Ontologias estão tornando-se mais populares como ferramentas de apoio a diversas atividades relacionadas ao conhecimento. Uma ontologia é a especificação explícita de conceitos (GRUBBER, 1993). Na prática isso significa que as ontologias ajudam a reduzir a ambigüidade dos conceitos ao explicitar suas definições e suas relações. Trabalhos que utilizam ontologias como suportes à compreensão de programas chamam a atenção para a inconsistência entre os conceitos representados na documentação dos sistemas, a realidade de seu código fonte e o modelo mental do mantenedor envolvido na tarefa de compreensão (DERIDDER, 2002) (ZHANG et al, 2006).

Em seu trabalho, Deridder (2002) propõe o uso de uma ontologia leve – lightweight – para ajudar a capturar e organizar o conhecimento dos construtores originais do sistema. A ontologia é leve, pois não se pretende que ela seja adotada por comunidades fora do contexto do projeto de manutenção, como normalmente ocorre com ontologias.

O que se pretende é que a ontologia seja usada como referência nos artefatos produzidos, criando um vocabulário comum e sem ambigüidade dentro da equipe envolvida no sistema. As principais motivações de Deridder (2002) para propor o uso de ontologias para suportar a compreensão de programas são:

• A natureza explícita da representação de conceitos evita que grande parte do conhecimento fica apenas na mente dos projetistas do sistema, a que se pode creditar grande parte da inconsistência da documentação do sistema citada anteriormente.

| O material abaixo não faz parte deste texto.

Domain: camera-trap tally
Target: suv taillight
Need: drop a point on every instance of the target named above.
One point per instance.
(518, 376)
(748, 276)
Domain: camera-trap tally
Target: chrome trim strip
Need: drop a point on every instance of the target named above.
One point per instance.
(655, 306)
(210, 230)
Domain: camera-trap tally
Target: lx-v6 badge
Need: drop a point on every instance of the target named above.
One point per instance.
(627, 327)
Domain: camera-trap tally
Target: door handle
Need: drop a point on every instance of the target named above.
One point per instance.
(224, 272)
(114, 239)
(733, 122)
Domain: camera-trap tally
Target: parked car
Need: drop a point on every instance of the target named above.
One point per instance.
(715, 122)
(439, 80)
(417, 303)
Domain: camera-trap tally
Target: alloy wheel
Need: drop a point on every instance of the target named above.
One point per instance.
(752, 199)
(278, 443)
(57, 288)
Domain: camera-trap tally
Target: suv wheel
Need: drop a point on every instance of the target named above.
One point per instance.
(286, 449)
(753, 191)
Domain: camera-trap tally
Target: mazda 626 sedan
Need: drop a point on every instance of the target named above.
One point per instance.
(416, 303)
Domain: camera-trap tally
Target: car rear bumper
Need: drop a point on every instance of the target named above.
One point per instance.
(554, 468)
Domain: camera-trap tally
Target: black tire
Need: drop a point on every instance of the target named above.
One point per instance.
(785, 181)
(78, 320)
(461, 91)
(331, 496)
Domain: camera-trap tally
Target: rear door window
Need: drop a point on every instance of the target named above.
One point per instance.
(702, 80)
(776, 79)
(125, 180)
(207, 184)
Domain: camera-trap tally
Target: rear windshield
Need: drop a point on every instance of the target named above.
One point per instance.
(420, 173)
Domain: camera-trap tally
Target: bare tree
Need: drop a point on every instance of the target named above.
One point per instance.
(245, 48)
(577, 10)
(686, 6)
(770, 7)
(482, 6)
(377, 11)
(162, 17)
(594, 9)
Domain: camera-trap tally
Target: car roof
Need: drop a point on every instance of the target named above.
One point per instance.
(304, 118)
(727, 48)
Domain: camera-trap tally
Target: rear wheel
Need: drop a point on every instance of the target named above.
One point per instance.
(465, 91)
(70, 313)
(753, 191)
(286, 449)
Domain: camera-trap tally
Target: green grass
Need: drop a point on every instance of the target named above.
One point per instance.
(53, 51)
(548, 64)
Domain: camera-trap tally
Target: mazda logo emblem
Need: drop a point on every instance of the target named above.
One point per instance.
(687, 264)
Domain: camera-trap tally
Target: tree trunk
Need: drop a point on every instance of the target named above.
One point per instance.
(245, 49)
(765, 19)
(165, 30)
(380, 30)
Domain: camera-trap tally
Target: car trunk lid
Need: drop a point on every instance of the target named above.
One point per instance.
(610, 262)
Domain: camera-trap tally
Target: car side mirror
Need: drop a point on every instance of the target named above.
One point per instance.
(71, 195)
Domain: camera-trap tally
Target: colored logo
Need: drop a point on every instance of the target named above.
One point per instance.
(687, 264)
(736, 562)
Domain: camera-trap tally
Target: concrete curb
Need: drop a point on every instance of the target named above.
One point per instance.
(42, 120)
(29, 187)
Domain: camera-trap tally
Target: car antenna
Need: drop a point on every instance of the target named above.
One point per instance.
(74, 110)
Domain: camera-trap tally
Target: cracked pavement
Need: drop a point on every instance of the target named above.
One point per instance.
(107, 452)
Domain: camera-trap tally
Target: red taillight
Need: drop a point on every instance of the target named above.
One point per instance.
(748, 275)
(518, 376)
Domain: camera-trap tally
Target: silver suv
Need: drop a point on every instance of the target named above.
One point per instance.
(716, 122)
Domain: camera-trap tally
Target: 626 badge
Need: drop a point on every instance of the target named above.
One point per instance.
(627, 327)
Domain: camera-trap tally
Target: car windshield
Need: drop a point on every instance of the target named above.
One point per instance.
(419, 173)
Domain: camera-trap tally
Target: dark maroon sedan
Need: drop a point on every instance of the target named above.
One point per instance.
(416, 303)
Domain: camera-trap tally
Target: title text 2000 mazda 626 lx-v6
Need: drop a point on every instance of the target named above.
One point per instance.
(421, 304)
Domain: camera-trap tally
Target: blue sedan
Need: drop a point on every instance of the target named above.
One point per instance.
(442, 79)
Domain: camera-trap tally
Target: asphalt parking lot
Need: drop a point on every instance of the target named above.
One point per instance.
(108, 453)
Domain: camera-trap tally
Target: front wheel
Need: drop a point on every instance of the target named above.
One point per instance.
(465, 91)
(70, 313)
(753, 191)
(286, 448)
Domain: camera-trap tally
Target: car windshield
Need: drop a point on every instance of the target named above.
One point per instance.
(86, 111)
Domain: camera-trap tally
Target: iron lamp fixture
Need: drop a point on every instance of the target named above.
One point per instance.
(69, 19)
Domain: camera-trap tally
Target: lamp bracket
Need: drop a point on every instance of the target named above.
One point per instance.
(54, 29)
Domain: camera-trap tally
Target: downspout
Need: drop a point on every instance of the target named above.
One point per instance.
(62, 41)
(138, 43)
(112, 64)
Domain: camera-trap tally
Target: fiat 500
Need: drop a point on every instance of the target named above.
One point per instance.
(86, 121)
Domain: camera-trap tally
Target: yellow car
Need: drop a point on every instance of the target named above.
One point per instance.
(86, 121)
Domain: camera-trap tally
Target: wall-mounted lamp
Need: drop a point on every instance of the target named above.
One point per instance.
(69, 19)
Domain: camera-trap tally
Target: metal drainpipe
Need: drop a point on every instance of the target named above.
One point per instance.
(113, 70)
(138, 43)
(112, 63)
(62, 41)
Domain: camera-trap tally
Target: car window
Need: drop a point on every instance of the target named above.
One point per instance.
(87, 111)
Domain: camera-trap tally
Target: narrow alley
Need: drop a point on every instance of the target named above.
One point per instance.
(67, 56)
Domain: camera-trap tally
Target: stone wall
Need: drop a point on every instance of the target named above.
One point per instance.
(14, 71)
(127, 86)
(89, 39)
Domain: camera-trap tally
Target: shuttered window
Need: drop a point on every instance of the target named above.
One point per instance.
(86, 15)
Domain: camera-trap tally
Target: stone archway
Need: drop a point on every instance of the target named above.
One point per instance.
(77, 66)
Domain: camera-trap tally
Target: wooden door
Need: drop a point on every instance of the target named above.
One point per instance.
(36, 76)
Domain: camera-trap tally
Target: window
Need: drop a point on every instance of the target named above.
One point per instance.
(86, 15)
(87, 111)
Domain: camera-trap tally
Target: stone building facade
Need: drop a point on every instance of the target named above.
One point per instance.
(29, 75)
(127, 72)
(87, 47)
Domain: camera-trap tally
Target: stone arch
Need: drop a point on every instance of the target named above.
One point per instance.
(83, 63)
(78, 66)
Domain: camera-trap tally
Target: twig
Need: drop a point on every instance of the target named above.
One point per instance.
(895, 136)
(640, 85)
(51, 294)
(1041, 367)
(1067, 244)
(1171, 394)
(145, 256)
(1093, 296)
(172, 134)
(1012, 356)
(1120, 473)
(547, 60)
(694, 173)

• A organização intrínseca que a ontologia provê aos conceitos representados, descrevendo suas propriedades e relacionando-os uns aos outros.

Preocupados com a evolução da arquitetura de websites, Zhang et al (2006) desenvolveram uma abordagem baseada em duas ontologias para reduzir a inconsistência entre os modelos mentais dos desenvolvedores e as representações tradicionais. A primeira ontologia é a ontologia de Código fonte, onde estão representados os conceitos de linguagens de programação orientada a objetos, como classes, métodos e pacotes. A segunda ontologia é a de documentação onde estão representados os conceitos encontrados na documentação do sistema com relação à arquitetura, como camadas e componentes.

Um terceiro componente da abordagem de Zhang é a mineração de texto que ajuda a identificar automaticamente os conceitos dentro dos documentos e criar a ontologia de documentação. A mineração de textos busca não apenas encontrar termos isolados, mas também dar a eles semântica o que os faz representáveis na forma de ontologia.